2001 Copa Norte

Tournament details
- Country: Brazil
- Dates: 17 February – 18 March
- Teams: 10

Final positions
- Champions: São Raimundo (3rd title)
- Runners-up: Paysandu

Tournament statistics
- Matches played: 30
- Goals scored: 76 (2.53 per match)
- Top goal scorer(s): Babá Delmo Edil Marcelo Cabeção (5 goals each)

= 2001 Copa Norte =

5th edition of a Brazilian association football competition

The 2001 Copa Norte was the fifth edition of a football competition held in Brazil. Featuring 10 clubs, Amazonas and Maranhão have two vacancies; Acre, Amapá, Pará, Piauí, Rondônia and Roraima with one each.

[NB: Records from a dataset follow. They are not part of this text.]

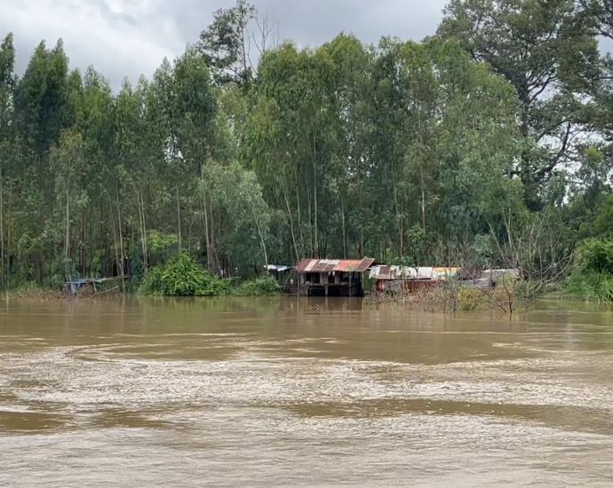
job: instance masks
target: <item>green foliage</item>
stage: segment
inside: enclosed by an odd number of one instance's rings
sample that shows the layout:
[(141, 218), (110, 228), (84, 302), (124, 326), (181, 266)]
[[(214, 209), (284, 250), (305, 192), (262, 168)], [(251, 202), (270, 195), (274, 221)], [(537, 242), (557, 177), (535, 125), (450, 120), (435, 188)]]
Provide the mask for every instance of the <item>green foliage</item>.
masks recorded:
[(582, 272), (613, 275), (613, 239), (590, 239), (578, 251)]
[[(173, 256), (245, 279), (370, 256), (518, 267), (530, 295), (565, 272), (578, 239), (613, 228), (613, 59), (596, 36), (613, 37), (608, 5), (450, 0), (422, 43), (341, 34), (261, 45), (251, 66), (257, 12), (238, 0), (117, 93), (71, 69), (61, 41), (17, 76), (9, 35), (2, 283), (147, 274), (148, 293), (214, 295), (217, 279)], [(596, 248), (580, 256), (601, 272)]]
[(212, 276), (186, 253), (150, 269), (139, 289), (141, 295), (163, 296), (218, 296), (227, 292), (223, 279)]
[(483, 292), (475, 288), (460, 288), (458, 291), (458, 305), (461, 311), (474, 311), (485, 303)]
[(613, 274), (575, 272), (569, 278), (565, 292), (590, 302), (613, 303)]
[(261, 296), (279, 295), (281, 287), (276, 279), (271, 277), (257, 278), (242, 283), (233, 290), (233, 294), (238, 296)]

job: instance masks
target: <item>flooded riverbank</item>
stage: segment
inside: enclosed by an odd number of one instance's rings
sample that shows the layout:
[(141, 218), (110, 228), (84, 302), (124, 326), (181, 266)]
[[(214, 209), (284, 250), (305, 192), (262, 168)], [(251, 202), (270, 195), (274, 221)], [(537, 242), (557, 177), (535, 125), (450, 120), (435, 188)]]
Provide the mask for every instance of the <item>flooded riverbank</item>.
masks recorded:
[(12, 301), (0, 486), (611, 485), (613, 314), (542, 309)]

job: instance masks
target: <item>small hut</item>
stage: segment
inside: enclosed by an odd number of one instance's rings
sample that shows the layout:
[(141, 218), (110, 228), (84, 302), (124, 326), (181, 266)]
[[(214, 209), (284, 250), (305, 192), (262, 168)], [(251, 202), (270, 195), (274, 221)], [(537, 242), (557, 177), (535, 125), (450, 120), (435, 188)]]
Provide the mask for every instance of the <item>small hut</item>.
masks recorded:
[(379, 293), (415, 293), (440, 287), (458, 272), (458, 268), (375, 266), (370, 269), (370, 279), (375, 280), (375, 291)]
[(302, 296), (363, 296), (362, 273), (375, 260), (303, 259), (296, 266)]

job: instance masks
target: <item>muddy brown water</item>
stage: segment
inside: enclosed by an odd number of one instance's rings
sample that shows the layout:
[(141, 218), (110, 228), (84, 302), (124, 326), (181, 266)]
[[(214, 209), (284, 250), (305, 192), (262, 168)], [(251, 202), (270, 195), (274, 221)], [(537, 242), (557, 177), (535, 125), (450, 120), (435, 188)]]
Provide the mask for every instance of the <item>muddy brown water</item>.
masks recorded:
[(613, 314), (0, 308), (0, 486), (613, 486)]

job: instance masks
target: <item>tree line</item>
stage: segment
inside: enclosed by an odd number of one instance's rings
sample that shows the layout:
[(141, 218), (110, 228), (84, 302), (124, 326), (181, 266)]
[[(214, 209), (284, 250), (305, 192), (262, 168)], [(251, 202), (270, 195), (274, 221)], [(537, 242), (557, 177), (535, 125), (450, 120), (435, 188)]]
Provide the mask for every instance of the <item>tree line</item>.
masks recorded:
[(3, 286), (180, 252), (224, 277), (363, 256), (557, 276), (610, 233), (610, 3), (451, 0), (419, 43), (299, 49), (274, 28), (238, 0), (118, 92), (61, 40), (18, 76), (8, 34)]

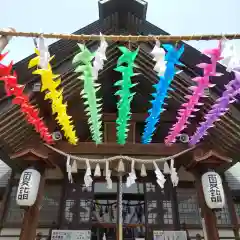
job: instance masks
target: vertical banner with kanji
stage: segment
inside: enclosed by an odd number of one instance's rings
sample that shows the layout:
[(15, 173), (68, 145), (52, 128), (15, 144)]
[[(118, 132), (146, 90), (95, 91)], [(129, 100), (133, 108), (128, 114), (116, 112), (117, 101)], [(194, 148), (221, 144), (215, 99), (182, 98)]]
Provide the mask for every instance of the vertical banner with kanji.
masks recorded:
[(225, 195), (222, 179), (216, 172), (210, 171), (202, 175), (202, 187), (206, 204), (211, 209), (223, 208)]
[(35, 169), (23, 171), (17, 190), (16, 201), (20, 206), (32, 206), (37, 198), (41, 175)]

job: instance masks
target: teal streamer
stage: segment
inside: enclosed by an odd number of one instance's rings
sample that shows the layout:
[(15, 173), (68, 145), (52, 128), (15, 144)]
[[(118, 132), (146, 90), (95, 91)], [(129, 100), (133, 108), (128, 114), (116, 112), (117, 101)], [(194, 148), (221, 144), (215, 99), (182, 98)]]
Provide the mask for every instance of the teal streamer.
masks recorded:
[(131, 93), (131, 88), (135, 84), (132, 83), (131, 78), (136, 74), (133, 72), (133, 68), (136, 67), (134, 61), (138, 54), (138, 49), (131, 52), (124, 46), (119, 47), (122, 55), (119, 57), (117, 67), (114, 69), (122, 74), (122, 79), (117, 81), (114, 85), (120, 89), (115, 93), (119, 96), (117, 103), (118, 118), (116, 120), (117, 125), (117, 142), (119, 144), (125, 144), (129, 131), (129, 120), (131, 119), (131, 102), (135, 95), (135, 92)]

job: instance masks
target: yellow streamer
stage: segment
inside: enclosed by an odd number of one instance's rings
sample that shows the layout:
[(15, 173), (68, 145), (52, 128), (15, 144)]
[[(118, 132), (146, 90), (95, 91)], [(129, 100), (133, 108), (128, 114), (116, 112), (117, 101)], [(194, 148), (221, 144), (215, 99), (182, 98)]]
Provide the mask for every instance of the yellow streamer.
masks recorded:
[[(32, 68), (39, 65), (40, 56), (39, 51), (35, 49), (37, 57), (30, 60), (28, 68)], [(52, 113), (57, 114), (56, 121), (61, 125), (61, 130), (64, 132), (64, 136), (67, 138), (68, 142), (75, 145), (77, 144), (78, 138), (76, 137), (76, 130), (72, 125), (72, 117), (67, 114), (67, 104), (63, 103), (63, 89), (57, 90), (61, 84), (60, 75), (55, 75), (52, 72), (52, 67), (50, 61), (54, 58), (52, 56), (49, 59), (47, 69), (37, 69), (33, 74), (38, 74), (41, 76), (42, 86), (41, 92), (45, 92), (45, 100), (49, 99), (52, 104)]]

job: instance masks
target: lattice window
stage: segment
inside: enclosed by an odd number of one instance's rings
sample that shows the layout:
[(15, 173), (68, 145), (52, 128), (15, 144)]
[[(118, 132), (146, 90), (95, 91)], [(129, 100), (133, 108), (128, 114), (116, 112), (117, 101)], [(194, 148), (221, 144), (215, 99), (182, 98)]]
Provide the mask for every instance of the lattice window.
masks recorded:
[(221, 210), (216, 211), (217, 225), (231, 225), (228, 206), (225, 205)]
[(12, 187), (12, 191), (10, 194), (10, 199), (8, 202), (8, 209), (6, 213), (6, 224), (21, 224), (24, 217), (24, 210), (20, 209), (20, 207), (16, 203), (16, 195), (17, 195), (17, 186)]
[(196, 190), (178, 188), (177, 199), (180, 223), (200, 225), (201, 218)]
[(51, 225), (58, 222), (61, 194), (61, 185), (45, 186), (43, 199), (40, 205), (40, 225)]

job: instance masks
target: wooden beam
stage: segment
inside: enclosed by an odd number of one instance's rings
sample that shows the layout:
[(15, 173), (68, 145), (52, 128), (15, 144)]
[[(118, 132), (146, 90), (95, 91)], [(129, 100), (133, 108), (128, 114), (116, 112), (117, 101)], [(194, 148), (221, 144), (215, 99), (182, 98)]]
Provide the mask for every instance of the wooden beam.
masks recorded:
[[(73, 109), (69, 109), (69, 115), (71, 115), (75, 121), (87, 121), (88, 119), (85, 114), (79, 114), (79, 109), (76, 109), (76, 107), (74, 107)], [(132, 113), (130, 122), (144, 122), (147, 117), (147, 113)], [(104, 113), (102, 119), (104, 122), (115, 122), (117, 119), (117, 114)], [(161, 121), (163, 122), (173, 122), (175, 119), (175, 113), (166, 112), (161, 116)]]
[[(78, 145), (70, 145), (67, 142), (59, 142), (54, 147), (66, 153), (76, 155), (142, 155), (142, 156), (171, 156), (188, 148), (184, 144), (174, 144), (170, 147), (163, 143), (103, 143), (96, 145), (93, 142), (80, 142)], [(48, 149), (49, 151), (49, 149)]]

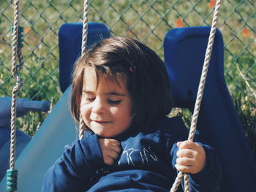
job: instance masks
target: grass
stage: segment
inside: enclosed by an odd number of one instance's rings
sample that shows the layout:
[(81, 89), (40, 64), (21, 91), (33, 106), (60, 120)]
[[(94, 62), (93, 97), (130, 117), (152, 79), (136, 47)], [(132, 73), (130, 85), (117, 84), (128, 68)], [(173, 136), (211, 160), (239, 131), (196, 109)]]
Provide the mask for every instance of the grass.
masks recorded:
[[(90, 1), (89, 20), (106, 24), (113, 35), (129, 36), (143, 42), (163, 58), (162, 40), (166, 32), (175, 27), (210, 26), (214, 1), (94, 0)], [(247, 85), (255, 92), (256, 5), (252, 1), (222, 1), (217, 26), (225, 45), (225, 80), (255, 154), (255, 98)], [(58, 30), (63, 23), (82, 21), (82, 4), (78, 0), (20, 1), (20, 21), (25, 28), (25, 66), (21, 72), (24, 87), (19, 97), (48, 100), (53, 105), (56, 103), (61, 95), (59, 85)], [(0, 96), (8, 96), (15, 83), (10, 72), (9, 31), (13, 10), (10, 1), (0, 1)], [(189, 123), (189, 115), (186, 112), (183, 113)], [(29, 112), (19, 126), (32, 136), (46, 116), (47, 114)]]

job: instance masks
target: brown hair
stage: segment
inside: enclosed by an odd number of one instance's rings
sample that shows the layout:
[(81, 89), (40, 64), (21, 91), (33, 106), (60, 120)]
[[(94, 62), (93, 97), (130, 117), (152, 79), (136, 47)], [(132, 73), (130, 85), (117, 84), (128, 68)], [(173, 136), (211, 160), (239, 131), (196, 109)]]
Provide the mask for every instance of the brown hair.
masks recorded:
[(148, 129), (172, 108), (170, 82), (165, 66), (144, 44), (128, 37), (101, 40), (89, 49), (75, 64), (72, 75), (71, 111), (79, 123), (84, 72), (93, 67), (97, 77), (124, 76), (134, 112), (132, 124)]

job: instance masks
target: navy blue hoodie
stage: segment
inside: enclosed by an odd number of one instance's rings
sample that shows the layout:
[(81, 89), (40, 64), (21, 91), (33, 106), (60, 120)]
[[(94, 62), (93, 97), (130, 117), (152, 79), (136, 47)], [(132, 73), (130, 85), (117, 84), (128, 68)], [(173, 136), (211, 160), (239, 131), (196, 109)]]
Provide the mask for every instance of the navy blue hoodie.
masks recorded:
[[(42, 191), (170, 191), (177, 174), (176, 142), (187, 137), (180, 117), (165, 117), (149, 132), (128, 129), (113, 138), (121, 142), (122, 151), (116, 163), (108, 166), (103, 161), (99, 136), (87, 134), (67, 147), (48, 170)], [(200, 172), (189, 174), (190, 187), (192, 191), (216, 191), (220, 163), (211, 147), (202, 145), (206, 165)]]

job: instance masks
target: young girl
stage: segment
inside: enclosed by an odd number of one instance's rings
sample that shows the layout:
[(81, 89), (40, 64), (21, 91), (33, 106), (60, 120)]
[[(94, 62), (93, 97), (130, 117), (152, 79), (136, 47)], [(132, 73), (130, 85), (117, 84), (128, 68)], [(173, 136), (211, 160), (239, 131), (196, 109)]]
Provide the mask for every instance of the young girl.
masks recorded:
[(221, 166), (213, 149), (184, 141), (163, 62), (126, 37), (102, 40), (76, 63), (71, 110), (85, 137), (46, 173), (42, 191), (170, 191), (177, 170), (192, 191), (215, 191)]

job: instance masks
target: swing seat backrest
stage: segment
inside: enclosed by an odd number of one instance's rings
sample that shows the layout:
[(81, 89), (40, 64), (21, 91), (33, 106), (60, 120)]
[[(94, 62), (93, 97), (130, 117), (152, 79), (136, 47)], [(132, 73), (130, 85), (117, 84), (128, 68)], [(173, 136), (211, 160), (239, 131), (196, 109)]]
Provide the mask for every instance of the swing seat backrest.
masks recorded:
[[(165, 64), (177, 107), (193, 111), (210, 30), (173, 28), (165, 37)], [(253, 191), (256, 164), (225, 81), (223, 49), (217, 30), (197, 122), (198, 140), (212, 146), (219, 157), (220, 191)]]
[[(82, 31), (82, 23), (65, 23), (59, 30), (59, 84), (62, 92), (70, 85), (74, 64), (80, 55)], [(86, 47), (109, 37), (110, 31), (106, 26), (89, 22)]]

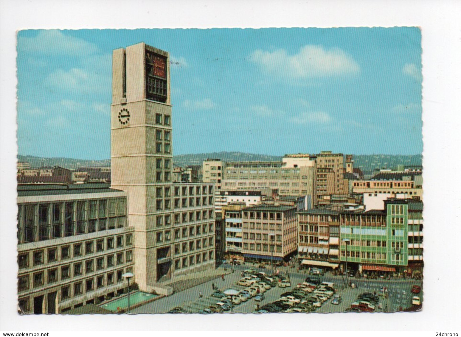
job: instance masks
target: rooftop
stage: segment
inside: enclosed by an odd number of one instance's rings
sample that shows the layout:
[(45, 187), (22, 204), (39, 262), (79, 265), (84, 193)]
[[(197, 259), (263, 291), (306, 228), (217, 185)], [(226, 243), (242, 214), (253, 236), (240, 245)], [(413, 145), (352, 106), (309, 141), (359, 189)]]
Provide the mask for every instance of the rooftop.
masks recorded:
[(331, 209), (308, 209), (307, 210), (303, 210), (297, 212), (297, 213), (301, 214), (326, 214), (331, 215), (337, 215), (340, 212), (337, 211), (331, 210)]
[(296, 207), (291, 206), (274, 206), (273, 205), (257, 205), (256, 206), (245, 207), (243, 210), (269, 211), (273, 212), (285, 212), (291, 209), (296, 209)]
[(18, 185), (18, 197), (53, 195), (56, 194), (79, 194), (91, 193), (121, 192), (111, 188), (110, 185), (103, 183)]

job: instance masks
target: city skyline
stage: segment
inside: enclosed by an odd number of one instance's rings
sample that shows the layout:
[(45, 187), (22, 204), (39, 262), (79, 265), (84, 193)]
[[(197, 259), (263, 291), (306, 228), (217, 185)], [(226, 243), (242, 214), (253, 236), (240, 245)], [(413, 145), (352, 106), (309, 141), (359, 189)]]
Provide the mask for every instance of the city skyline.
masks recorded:
[(170, 51), (174, 155), (422, 151), (407, 27), (21, 31), (18, 153), (109, 158), (111, 53), (142, 41)]

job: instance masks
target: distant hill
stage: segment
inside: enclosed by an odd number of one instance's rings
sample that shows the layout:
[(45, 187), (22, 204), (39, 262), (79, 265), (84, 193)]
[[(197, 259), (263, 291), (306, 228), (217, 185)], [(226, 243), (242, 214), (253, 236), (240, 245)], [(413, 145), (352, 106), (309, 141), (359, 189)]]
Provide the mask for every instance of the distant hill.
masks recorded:
[(213, 152), (209, 153), (197, 153), (174, 156), (173, 162), (175, 165), (185, 167), (188, 165), (200, 165), (207, 158), (215, 158), (225, 162), (271, 162), (282, 160), (279, 156), (244, 153), (242, 152)]
[(42, 166), (60, 166), (65, 168), (75, 169), (79, 167), (104, 167), (111, 166), (110, 159), (102, 160), (87, 160), (76, 159), (72, 158), (46, 158), (34, 156), (18, 156), (18, 160), (22, 163), (28, 163), (30, 167), (40, 168)]
[[(110, 159), (87, 160), (71, 158), (45, 158), (33, 156), (18, 156), (20, 162), (27, 162), (31, 167), (41, 166), (60, 166), (74, 169), (80, 167), (107, 167), (111, 164)], [(185, 167), (189, 165), (201, 165), (202, 162), (208, 158), (221, 159), (224, 161), (259, 161), (269, 162), (279, 161), (282, 157), (267, 155), (245, 153), (241, 152), (213, 152), (208, 153), (185, 154), (174, 156), (175, 165)], [(398, 164), (420, 165), (422, 163), (421, 155), (355, 155), (354, 167), (359, 168), (366, 176), (372, 174), (376, 169), (396, 168)]]

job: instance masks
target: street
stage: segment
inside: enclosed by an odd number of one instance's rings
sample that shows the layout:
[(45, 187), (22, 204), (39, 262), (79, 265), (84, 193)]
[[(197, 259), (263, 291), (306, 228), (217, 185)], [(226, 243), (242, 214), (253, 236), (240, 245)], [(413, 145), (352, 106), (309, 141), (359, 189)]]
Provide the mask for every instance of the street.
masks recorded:
[[(251, 265), (249, 264), (235, 266), (234, 267), (235, 272), (226, 275), (224, 281), (220, 278), (216, 279), (213, 281), (146, 304), (132, 309), (131, 312), (134, 314), (164, 313), (168, 312), (176, 307), (181, 307), (188, 313), (198, 312), (201, 310), (208, 308), (210, 305), (219, 302), (219, 299), (211, 296), (213, 292), (212, 287), (213, 284), (214, 283), (218, 289), (222, 291), (229, 289), (238, 291), (245, 289), (245, 287), (237, 285), (236, 283), (242, 278), (241, 272), (251, 266)], [(229, 265), (227, 265), (227, 267), (228, 272), (230, 268)], [(218, 270), (222, 270), (223, 273), (225, 273), (222, 266), (220, 267)], [(256, 270), (258, 271), (265, 272), (268, 274), (271, 273), (270, 267), (264, 269), (257, 268)], [(279, 297), (280, 294), (296, 287), (298, 284), (305, 280), (307, 276), (307, 273), (300, 273), (297, 271), (296, 272), (291, 272), (291, 270), (295, 269), (283, 267), (280, 268), (281, 273), (285, 273), (288, 272), (291, 280), (291, 286), (284, 288), (274, 287), (266, 291), (264, 294), (264, 300), (259, 302), (260, 307), (276, 301)], [(412, 286), (417, 285), (422, 286), (421, 281), (412, 279), (398, 279), (390, 280), (370, 280), (363, 278), (358, 279), (350, 278), (349, 280), (355, 285), (355, 289), (351, 289), (349, 287), (345, 287), (345, 280), (343, 280), (343, 277), (341, 276), (333, 276), (331, 273), (327, 273), (322, 277), (321, 279), (322, 281), (332, 282), (335, 283), (334, 288), (337, 291), (337, 293), (341, 296), (342, 302), (339, 305), (335, 305), (331, 303), (331, 299), (330, 299), (316, 310), (315, 312), (319, 313), (343, 312), (346, 308), (350, 307), (351, 304), (356, 300), (357, 296), (360, 294), (365, 292), (373, 293), (376, 291), (378, 295), (379, 294), (380, 288), (383, 286), (387, 288), (388, 298), (385, 299), (384, 296), (380, 296), (380, 303), (381, 304), (382, 309), (377, 309), (376, 311), (388, 312), (397, 311), (401, 307), (404, 309), (411, 306), (411, 298), (414, 296), (411, 292)], [(203, 294), (203, 297), (199, 297), (199, 292)], [(422, 291), (417, 296), (419, 296), (422, 301)], [(234, 305), (232, 312), (253, 313), (255, 311), (255, 306), (257, 303), (258, 302), (254, 300), (254, 298), (248, 299), (246, 302)], [(377, 308), (378, 306), (377, 306)]]

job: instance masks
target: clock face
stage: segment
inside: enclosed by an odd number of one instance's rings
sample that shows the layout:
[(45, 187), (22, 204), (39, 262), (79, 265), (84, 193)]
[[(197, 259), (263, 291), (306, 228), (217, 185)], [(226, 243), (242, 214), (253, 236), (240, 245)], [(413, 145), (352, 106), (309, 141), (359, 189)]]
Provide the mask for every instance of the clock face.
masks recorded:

In the finals, São Raimundo drew Paysandu 1–1 on aggregate, but won the title for having made the best campaign. São Raimundo won your third title and earn the right to play in the 2001 Copa dos Campeões.

==Qualified teams==

| Association | Team | Qualification method |
| Acre Acre 1 berth | Rio Branco | 2000 Campeonato Acreano champions |
| Amapá Amapá 1 berth | Mazagão | 2000 Campeonato Amapaense runners-up |
| Amazonas Amazonas 2 berths | Nacional | 2000 Campeonato Amazonense champions |
| São Raimundo | 2000 Campeonato Amazonense runners-up |
| Maranhão Maranhão 2 berths | Moto Club | 2000 Campeonato Maranhense champions |
| Maranhão | 2000 Campeonato Maranhense 3rd place |
| Pará Pará 1 berth | Paysandu | 2000 Campeonato Paraense champions |
| Piauí Piauí 1 berth | River | 2000 Campeonato Piauiense champions |
| Rondônia Rondônia 1 berth | Genus | 2000 Campeonato Rondoniense runners-up |
| Roraima Roraima 1 berth | Atlético Roraima | 2000 Campeonato Roraimense runners-up |

==Group stage==

===Group A===

| Pos | Team | Pld | W | D | L | GF | GA | GD | Pts | Qualification |
| 1 | São Raimundo (A) | 6 | 4 | 2 | 0 | 11 | 3 | +8 | 14 | Advance to Knockout stage |
| 2 | Genus (A) | 6 | 3 | 2 | 1 | 9 | 7 | +2 | 11 |
| 3 | Rio Branco | 6 | 1 | 2 | 3 | 5 | 8 | −3 | 5 |  |
| 4 | Atlético Roraima | 6 | 1 | 0 | 5 | 3 | 10 | −7 | 3 |

===Group B===

| Pos | Team | Pld | W | D | L | GF | GA | GD | Pts | Qualification |
| 1 | Paysandu (A) | 4 | 3 | 0 | 1 | 11 | 4 | +7 | 9 | Advance to Knockout stage |
| 2 | Nacional | 4 | 1 | 1 | 2 | 5 | 6 | −1 | 4 |  |
| 3 | Moto Club | 4 | 1 | 1 | 2 | 2 | 8 | −6 | 4 |

===Group C===

| Pos | Team | Pld | W | D | L | GF | GA | GD | Pts | Qualification |
| 1 | River (A) | 4 | 2 | 1 | 1 | 4 | 3 | +1 | 7 | Advance to Knockout stage |
| 2 | Mazagão | 4 | 1 | 2 | 1 | 7 | 7 | 0 | 5 |  |
| 3 | Maranhão | 4 | 0 | 3 | 1 | 4 | 5 | −1 | 3 |

==Finals==

11 March 2001
Paysandu 1-0 São Raimundo
  Paysandu: Edil 86'
----
18 March 2001
São Raimundo 1-0 Paysandu
  São Raimundo: Alberto 87'

Tied 1–1 on aggregate. São Raimundo won for having made the best campaign.